Pharmacodynamics and pharmacokinetics of drugs in early life stages

July 6, 2022

Physiologically based pharmacokinetic (PBPK) modeling is now used for drug regulatory submissions.  Interest continues to grow for the use of PBPK modeling to help inform drug pharmacokinetics and pharmacodynamics for data-poor reproductive states and life stages such as pregnancy ( mother and fetus), lactation (mother and nursing infant), and the child.  PBPK models for drugs can inform dose-selection when clinical pharmacokinetic data are missing or forecast population level variability in pharmacokinetics. Many of the age-related physiological changes occur in the fetus and maturing neonate are expected to alter the pharmacokinetics of medicines.  Additionally, maternal physiological and biochemical changes that occur during pregnancy and lactation may also alter the pharmacokinetics of medicines. At this juncture, drug dose selection is usually based on adequate pharmacokinetic data in adults.  An adult PBPK model can be modified to forecast the pharmacokinetics of medicines during pregnancy and lactation or in the developing infant and child.  This is accomplished by the inclusion of the physiology of pregnancy, lactation, and childhood growth.   If available, opportunistic drug pharmacokinetic data is used in PBPK models.  With continued support and interest, these specialized PBPK models can help with clinical trial design and perhaps someday, reduce clinical trial requirements.

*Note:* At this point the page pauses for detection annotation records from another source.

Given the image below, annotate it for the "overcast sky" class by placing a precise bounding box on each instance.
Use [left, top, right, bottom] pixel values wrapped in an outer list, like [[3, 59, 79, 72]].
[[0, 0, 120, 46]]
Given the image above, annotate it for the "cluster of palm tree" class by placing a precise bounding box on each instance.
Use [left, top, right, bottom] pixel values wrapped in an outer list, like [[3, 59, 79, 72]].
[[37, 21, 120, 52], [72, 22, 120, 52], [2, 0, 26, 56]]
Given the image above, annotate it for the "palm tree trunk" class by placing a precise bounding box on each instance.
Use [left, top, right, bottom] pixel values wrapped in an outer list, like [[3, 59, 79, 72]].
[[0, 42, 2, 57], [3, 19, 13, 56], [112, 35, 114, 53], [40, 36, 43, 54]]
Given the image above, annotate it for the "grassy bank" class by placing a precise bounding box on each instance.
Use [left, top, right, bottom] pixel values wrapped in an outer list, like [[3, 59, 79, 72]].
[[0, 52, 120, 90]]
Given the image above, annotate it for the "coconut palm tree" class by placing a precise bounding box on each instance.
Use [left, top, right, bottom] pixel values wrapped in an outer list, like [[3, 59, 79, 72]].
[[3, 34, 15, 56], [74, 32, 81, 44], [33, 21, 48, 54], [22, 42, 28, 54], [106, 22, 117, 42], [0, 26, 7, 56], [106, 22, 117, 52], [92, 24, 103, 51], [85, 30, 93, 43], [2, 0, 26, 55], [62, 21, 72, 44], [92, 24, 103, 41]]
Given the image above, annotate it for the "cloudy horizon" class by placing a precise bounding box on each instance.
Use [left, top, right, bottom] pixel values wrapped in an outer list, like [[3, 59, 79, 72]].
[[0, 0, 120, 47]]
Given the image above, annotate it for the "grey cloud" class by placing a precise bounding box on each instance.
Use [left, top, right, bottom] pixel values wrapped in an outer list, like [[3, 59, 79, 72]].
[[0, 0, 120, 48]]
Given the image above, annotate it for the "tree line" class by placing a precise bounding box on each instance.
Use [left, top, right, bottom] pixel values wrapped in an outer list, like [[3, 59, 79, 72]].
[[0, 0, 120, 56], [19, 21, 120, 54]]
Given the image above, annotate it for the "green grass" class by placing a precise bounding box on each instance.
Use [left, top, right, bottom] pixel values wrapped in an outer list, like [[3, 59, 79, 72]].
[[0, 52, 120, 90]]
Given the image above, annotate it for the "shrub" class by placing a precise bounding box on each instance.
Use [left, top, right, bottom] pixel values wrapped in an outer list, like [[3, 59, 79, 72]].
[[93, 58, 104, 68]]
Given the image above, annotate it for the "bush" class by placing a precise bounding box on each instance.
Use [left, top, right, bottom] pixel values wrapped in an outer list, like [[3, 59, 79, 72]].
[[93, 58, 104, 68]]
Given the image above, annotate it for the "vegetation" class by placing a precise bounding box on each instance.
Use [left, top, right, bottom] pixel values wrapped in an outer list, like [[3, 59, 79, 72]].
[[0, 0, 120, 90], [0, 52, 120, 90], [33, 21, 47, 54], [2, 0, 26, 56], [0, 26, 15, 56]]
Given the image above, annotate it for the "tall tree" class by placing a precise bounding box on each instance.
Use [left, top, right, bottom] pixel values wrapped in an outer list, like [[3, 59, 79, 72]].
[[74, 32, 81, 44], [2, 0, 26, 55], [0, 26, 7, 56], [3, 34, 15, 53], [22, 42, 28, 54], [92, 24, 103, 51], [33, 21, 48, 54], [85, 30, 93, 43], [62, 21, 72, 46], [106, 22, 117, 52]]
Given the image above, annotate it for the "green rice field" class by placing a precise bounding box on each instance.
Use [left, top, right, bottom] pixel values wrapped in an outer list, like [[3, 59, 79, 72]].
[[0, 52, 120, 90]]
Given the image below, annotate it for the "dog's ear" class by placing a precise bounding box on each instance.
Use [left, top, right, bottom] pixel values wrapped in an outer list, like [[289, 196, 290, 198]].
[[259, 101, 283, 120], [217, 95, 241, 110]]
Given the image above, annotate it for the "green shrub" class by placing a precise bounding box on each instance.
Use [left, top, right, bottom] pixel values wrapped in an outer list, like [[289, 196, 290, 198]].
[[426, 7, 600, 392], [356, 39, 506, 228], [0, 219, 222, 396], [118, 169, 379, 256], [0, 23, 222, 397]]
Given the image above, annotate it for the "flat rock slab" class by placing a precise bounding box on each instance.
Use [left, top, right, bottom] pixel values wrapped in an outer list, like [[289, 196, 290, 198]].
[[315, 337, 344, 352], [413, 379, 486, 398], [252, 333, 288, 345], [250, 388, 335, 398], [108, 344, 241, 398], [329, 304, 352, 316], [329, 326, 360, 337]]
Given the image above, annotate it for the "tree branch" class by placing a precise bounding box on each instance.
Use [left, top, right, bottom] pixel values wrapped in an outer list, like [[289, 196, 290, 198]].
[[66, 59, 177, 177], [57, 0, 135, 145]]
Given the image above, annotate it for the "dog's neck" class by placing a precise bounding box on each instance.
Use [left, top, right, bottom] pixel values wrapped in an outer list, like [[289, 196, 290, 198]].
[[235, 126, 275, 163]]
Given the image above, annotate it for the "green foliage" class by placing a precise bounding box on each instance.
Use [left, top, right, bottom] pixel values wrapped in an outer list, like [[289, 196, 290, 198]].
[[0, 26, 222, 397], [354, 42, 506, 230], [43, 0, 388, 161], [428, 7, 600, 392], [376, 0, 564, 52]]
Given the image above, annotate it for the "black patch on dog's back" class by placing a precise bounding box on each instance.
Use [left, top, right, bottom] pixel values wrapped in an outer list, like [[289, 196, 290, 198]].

Most recently Dr. Fisher, a senior research fellow, was a coauthor on a manuscript in which In Vitro to In Vivo Extrapolation (IVIVE) was used to predict human milk to plasma drug ratios at steady state for numerous drugs (Yang et al. 2022).  The ratio of a drug in human breast milk relative to the plasma level of a drug is a key PBPK model parameter for estimating a nursing infant’s intake of a drug. For pediatrics and drugs, Dr. Fisher has assisted in or developed drug PBPK models for premature (Fisher et al. 2019, Troutman et al. 2018, and Yang et al. 2019) and full-term birthed neonates (Duan et al. 2019, 2018, Van den Anker 2020, Zhang et al. 2020).  In the case of preterm births, the neonate drug PBPK models were developed, de novo.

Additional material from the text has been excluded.